The book describes happy childhood events, boys' adventures and the variety of exploits, a rural town is able to offer. Family life was stable, joyful and warm, conducive to a carefree climate for children and the foundation for responsible adulthood, despite difficult times in war and an oppressive political regime. Happy childhood years were interrupted by the Second World War, displacement and Russian occupation, bringing hardship and national trauma.

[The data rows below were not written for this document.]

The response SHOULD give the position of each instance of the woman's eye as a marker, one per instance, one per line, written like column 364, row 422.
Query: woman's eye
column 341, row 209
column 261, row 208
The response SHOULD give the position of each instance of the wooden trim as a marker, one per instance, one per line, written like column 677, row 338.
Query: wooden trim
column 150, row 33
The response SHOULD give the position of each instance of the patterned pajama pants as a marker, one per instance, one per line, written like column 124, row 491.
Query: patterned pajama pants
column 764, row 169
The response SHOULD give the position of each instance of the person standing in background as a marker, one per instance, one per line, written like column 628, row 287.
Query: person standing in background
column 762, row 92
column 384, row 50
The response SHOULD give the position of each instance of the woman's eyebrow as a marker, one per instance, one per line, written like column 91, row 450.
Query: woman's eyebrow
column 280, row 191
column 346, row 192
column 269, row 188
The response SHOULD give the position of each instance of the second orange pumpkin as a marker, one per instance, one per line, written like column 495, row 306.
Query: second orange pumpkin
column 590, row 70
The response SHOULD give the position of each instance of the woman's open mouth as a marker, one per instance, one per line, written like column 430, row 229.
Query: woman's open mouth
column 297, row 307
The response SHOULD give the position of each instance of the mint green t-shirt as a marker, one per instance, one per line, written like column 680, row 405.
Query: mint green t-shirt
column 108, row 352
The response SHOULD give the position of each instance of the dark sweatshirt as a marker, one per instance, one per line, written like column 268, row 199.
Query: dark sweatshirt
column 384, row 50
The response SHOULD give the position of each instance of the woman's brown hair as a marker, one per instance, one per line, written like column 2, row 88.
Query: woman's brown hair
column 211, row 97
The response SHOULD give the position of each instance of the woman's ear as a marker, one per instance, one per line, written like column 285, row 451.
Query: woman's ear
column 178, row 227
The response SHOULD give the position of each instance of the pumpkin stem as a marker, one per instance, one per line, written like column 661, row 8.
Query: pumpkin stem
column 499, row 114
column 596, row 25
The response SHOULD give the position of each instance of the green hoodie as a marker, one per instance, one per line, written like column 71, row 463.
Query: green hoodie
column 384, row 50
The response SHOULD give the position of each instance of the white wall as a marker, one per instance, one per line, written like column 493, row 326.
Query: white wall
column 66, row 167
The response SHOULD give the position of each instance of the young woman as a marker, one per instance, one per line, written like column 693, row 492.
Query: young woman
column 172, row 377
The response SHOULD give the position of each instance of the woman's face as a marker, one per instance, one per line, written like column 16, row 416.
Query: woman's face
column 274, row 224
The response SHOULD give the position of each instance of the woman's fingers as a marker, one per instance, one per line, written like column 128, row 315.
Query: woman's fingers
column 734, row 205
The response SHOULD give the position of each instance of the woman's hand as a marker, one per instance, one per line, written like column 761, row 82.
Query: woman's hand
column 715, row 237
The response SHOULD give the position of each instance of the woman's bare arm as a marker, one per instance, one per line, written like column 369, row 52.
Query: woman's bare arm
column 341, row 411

This autobiography of a young immigrant to America provides a fascinating historical context to events, as it describes small-town life in the years between the two World Wars, when the country enjoyed a respite from foreign domination, and savored the fruits of two decades of peace and prosperity, in the years when historic Hungary was still intact. The Treaty of Trianon, a most treacherous diplomatic pact, tore from the country the majority of her population and divided two thirds of her land between six surrounding nations. Two lost wars, Soviet occupation and the imposed communist dictatorship, robbed people of dignity and much of their property. Sovietization of the country and its culture wiped the smile from faces and forced the population to march to the drummer of the Communist International.
War-time memories include stealing into the vacated Jewish ghetto, after the Nazis' swift departure, as the hordes of the Red Army drew closer; also, the watching of dogfights overhead, the shooting down of a Liberator, followed by the marching through town of the captured American airmen. After the Russian take-over, German soldiers were held in his house, which was a temporary Soviet headquarters, and interrogated in an adjacent room amid screaming and flying obscenities by secret policemen, then executed in the back garden.
Young Miklos and his brothers had a broken-down tank to play in, after it was left in the back yard. Village boys lost life and limb, playing with scattered landmines on surrounding fields.
In October 1956, Hungarians rebelled against the dictatorial rule of Soviet and domestic communist despots. After shedding much blood, the revolution succeeded. Then the Red Army returned with a vengeance to again trample on the will of the people. The Iron Curtain was torn open for a while, to allow the flight of 200,000, mostly young Hungarians to the West. Miklos was among those who chose freedom that offered a chance for a new life. He ended up in Milwaukee, where his first goals were to learn the language and earn his degrees.